Tata could not turn directly to masses of middle-class people and expect that they would fund him. At that point, the Tata name was not magical. There was no guarantee that people would put up money for shares. And the appeal to nationalism could not work if it came directly from him. That is where the nationalist political leaders played a role. They acted somewhat like how a crowdfunding platform acts, and partly as the initiating group of crowdfunding.
Fundraising in India today is much more widespread, and it does not have to rely on tall national leaders, though such endorsement helps. Crowdfunding is the practice of funding a project or a venture by raising a small amount of money from a relatively larger number of donors or investors, depending on whether we are looking at crowdfunding for business, or for not-for-profit goals. There are several crowdfunding sites in India that help with the cause.
Social agenda and social programs that do not promise any significant material returns to the donors have limited ways of raising funds. When they are in tune with government projects they can get government funding.
In the period since the 1980s, they have had a second source – international donor agencies, like Oxfam, USAID, etc. But these have had mixed responses. As foreign agencies they have often been subjected to tight control, and sometimes accused of acting on behalf of externally created agenda. The other option is to seek help from corporate bodies and individuals within the nation.
The Indian experience with corporate funding has been relatively poor. By contrast, it is the contribution from the small donor that has been vital. At present they are possibly bearing as much as 50% of the total social funding.
The inputs of individuals in the crowd trigger the crowdfunding process, where every individual matter. In social projects, the motivation can be a feeling of satisfaction of having contributed in a concrete way to a specific type of work that one approves of, rather than merely being an anonymous taxpayer, whose money is being used by the state. Individuals who take part in crowdfunding projects tend to identify with the content, cause or project selected for funding.

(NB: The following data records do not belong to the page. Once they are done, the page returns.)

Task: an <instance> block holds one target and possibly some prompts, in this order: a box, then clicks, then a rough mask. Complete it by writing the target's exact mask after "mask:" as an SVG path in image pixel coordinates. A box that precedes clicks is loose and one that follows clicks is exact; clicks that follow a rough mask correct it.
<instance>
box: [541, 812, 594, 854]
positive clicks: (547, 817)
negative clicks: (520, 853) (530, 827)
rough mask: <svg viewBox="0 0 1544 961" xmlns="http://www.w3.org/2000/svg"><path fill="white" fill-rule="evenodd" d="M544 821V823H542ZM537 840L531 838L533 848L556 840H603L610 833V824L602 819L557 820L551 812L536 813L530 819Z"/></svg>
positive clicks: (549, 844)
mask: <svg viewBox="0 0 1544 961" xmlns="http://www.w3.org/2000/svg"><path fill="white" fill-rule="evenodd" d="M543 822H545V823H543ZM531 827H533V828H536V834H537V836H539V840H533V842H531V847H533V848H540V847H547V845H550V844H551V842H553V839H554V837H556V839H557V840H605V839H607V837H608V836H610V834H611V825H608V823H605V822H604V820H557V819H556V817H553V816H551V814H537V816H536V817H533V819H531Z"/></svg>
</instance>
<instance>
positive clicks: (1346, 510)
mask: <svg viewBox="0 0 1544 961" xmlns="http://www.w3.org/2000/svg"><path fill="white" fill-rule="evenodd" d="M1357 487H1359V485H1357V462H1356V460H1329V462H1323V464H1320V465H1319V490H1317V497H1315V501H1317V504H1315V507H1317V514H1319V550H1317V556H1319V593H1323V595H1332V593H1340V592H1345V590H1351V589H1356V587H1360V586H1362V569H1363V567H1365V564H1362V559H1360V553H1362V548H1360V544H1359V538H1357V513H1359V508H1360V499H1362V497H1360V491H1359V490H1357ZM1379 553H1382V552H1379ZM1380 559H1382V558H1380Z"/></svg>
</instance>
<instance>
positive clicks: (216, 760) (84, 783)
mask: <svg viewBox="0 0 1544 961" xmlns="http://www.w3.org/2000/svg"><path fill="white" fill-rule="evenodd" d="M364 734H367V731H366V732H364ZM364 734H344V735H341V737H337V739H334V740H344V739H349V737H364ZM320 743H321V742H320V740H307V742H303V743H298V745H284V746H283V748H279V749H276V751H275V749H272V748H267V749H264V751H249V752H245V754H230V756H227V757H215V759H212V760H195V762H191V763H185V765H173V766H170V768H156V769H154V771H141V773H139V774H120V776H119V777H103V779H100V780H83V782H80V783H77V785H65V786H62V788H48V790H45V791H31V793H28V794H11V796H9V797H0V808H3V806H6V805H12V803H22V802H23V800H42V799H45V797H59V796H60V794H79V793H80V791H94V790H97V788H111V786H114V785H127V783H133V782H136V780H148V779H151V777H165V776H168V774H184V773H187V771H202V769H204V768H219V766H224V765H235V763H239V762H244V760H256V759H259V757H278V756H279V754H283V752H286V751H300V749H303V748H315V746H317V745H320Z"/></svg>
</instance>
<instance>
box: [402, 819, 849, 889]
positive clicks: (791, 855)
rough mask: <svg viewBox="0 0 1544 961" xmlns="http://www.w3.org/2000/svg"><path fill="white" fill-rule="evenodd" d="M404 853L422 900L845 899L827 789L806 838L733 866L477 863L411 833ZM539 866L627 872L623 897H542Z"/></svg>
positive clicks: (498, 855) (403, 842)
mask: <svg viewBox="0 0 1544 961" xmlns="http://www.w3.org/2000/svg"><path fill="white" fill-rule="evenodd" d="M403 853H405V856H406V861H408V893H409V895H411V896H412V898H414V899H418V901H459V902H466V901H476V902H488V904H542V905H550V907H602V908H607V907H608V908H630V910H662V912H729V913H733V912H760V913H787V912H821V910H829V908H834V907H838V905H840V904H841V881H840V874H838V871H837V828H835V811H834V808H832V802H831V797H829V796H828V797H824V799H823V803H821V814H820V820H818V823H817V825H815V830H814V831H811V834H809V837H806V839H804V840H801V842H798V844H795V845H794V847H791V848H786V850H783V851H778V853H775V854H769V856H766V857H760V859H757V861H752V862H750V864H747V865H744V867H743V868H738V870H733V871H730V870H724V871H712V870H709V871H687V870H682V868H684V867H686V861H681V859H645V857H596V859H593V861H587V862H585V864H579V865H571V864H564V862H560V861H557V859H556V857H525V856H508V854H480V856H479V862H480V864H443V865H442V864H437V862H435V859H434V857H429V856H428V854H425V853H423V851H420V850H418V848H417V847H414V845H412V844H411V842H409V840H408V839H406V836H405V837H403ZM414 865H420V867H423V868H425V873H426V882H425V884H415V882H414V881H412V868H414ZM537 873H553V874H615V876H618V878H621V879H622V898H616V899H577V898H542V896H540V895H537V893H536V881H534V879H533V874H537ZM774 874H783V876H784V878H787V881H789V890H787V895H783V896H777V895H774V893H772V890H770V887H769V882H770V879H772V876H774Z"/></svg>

They do not expect any significant monetary reward. Sometimes, having a tax benefit is useful, since some people could put in more money than they would otherwise, or might put in money that they would not put in if there was no tax break. Fundraising techniques in crowdfunding also call for use of platforms dedicated to crowdfunding.
Worthwhile projects and generous funders can be brought together through the platforms. While running a platform costs some money and therefore platforms charge money, they can bring people together who would otherwise not have known each other.
However, crowdfunding is not an absolutely anonymous process. It goes out in concentric circles in many social causes. The initiators and their friends are at the extreme core. They all have their own social networks and reach out through those. This leads to a second wave. If it is a slightly longer-term project or needs more funding it can be run further. In certain cases, where the nature of the cause is widely known and supported, greater anonymity is possible, and high fundraising may happen despite that. One such case is the use of the project iCancer to raise funds and make it possible to support a Phase 1 trial of the anti-cancer drug AdVince.